In the 1990s, Shropshires were found to be the only breed that would not nibble on conifers or bite off the bark of fruit trees, making them especially popular with Christmas tree farmers. Not only do they keep the grass short, making herbicides unnecessary, but their droppings turned out to be good manure for the saplings.
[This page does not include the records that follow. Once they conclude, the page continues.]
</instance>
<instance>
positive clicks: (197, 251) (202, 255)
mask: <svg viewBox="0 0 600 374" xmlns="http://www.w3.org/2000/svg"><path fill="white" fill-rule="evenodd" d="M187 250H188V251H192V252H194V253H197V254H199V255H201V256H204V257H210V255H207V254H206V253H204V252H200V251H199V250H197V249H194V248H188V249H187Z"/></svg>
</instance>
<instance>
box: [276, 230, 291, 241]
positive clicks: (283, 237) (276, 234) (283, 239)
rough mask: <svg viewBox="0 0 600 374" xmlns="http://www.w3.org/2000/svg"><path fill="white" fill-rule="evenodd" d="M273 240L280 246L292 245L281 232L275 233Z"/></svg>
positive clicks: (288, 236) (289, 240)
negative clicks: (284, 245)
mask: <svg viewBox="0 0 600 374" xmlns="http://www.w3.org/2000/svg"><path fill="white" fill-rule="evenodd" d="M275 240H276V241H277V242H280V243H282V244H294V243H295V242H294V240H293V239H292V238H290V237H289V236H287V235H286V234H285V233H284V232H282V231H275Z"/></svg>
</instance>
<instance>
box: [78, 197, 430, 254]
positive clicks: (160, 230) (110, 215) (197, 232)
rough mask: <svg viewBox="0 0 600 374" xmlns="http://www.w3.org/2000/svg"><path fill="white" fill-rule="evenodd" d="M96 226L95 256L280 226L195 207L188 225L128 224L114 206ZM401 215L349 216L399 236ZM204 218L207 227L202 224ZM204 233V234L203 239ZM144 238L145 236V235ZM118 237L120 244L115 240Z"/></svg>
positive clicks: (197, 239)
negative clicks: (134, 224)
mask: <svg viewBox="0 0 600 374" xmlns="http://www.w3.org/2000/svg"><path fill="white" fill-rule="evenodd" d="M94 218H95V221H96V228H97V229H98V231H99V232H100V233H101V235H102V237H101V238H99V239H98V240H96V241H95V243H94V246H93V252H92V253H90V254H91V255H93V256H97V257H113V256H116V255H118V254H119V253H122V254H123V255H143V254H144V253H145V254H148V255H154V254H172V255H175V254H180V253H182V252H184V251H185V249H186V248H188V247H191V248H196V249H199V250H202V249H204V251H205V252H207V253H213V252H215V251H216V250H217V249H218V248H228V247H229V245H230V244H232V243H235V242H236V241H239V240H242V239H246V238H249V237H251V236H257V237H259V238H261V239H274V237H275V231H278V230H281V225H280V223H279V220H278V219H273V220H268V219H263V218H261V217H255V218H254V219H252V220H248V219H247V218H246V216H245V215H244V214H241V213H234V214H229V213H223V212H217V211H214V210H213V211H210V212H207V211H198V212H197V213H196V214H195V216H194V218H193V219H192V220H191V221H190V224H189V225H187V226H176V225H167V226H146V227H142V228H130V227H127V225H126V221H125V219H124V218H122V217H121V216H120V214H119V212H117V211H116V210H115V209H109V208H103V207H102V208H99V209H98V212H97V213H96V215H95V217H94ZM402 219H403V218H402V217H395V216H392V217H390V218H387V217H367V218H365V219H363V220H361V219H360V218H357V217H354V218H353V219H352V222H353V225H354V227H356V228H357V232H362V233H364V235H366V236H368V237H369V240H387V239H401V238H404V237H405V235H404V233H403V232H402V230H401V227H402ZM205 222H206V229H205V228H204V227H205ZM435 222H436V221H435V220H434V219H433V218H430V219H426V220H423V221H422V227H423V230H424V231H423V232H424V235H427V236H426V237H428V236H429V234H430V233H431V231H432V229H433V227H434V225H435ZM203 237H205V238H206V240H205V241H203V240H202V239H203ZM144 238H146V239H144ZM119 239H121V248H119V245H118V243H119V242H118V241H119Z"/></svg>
==The original 1929 heritage Shropshire Breed Description==

General Appearance:
Alert, attractive, indicating breeding and quality, with stylish carriage and a symmetrical form, showing the true characteristics of the Shropshire, covered with fine, dense wool. Active with a free action. Shoulders blending smoothly into the ribs. A full heart girth, strong and straight back with adequate body capacity.

Constitution:
Robust as indicated by width and depth of chest, strength and formation of neck, and by bold active movement.

Size:
Medium-sized; in breeding condition when fully matured, rams should weigh 180 to 240 lbs, and ewes should be 140 to 200 lbs.
Fleece and Skin:

Fleece:
Of good length, dense, elastic to touch, medium fine, free from black fibre, well crimped, with evenness of texture throughout; scrotum of rams well covered with wool. The skin of a light cherry colour, clear and free from dark spots.

Body:
Well fleshed, long, deep and symmetrical. Well proportioned, with shoulders strong, smooth and blending well into body, well placed, fitting smoothly upon chest, which should be deep and wide; forearm well muscled; long, broad, straight level back; well sprung ribs; thick, wide and long loins well covered with firm flesh; hips wide and smooth. Rump long, hind quarters well developed, long and wide with dock well set on and twist deep and full, legs of mutton full, deep and well-muscled.

Head and Neck:
Head, short, broad between the ears and eyes, bold and masculine in rams, without horns; straight or slightly dished face, broad muzzle, masculine on rams, feminine on ewes; white dense wool well covering the whole poll and cheeks and jaw; eyes bright and alert; colour of face and ears dark brown, grey nose hairs permissible. Neck short, strong and muscular (especially in rams),
symmetrically blending head and shoulders in graceful outlines..

Ears:
Short, alert and well set, not upright but perpendicular to head, moderate thickness, colour same as face and legs, cinnamon to dark brown or soft black. Rounded tips, wool covering outside ear.

Legs and Feet:
Legs strong, short, straight, well wooled and well set apart; colour of hair on legs dark chocolate brown, and colour of wool on legs white; feet sound, short in the hoof, and set squarely under the sheep.

Objections:
Animals otherwise good, undersized, oversized; long legs; long neck; narrow bodies; dark fibre in wool, dark skins, white specks on ears, face and legs; horns or horn stubs on rams; lack of wool covering on cap or underneath body, face and legs; skin folds in neck area; long, large or drooping ears, thick skinned or coarse; coarse or Roman nose; jet-black face and leg colour; black armpit; lack of wool below hocks and knees.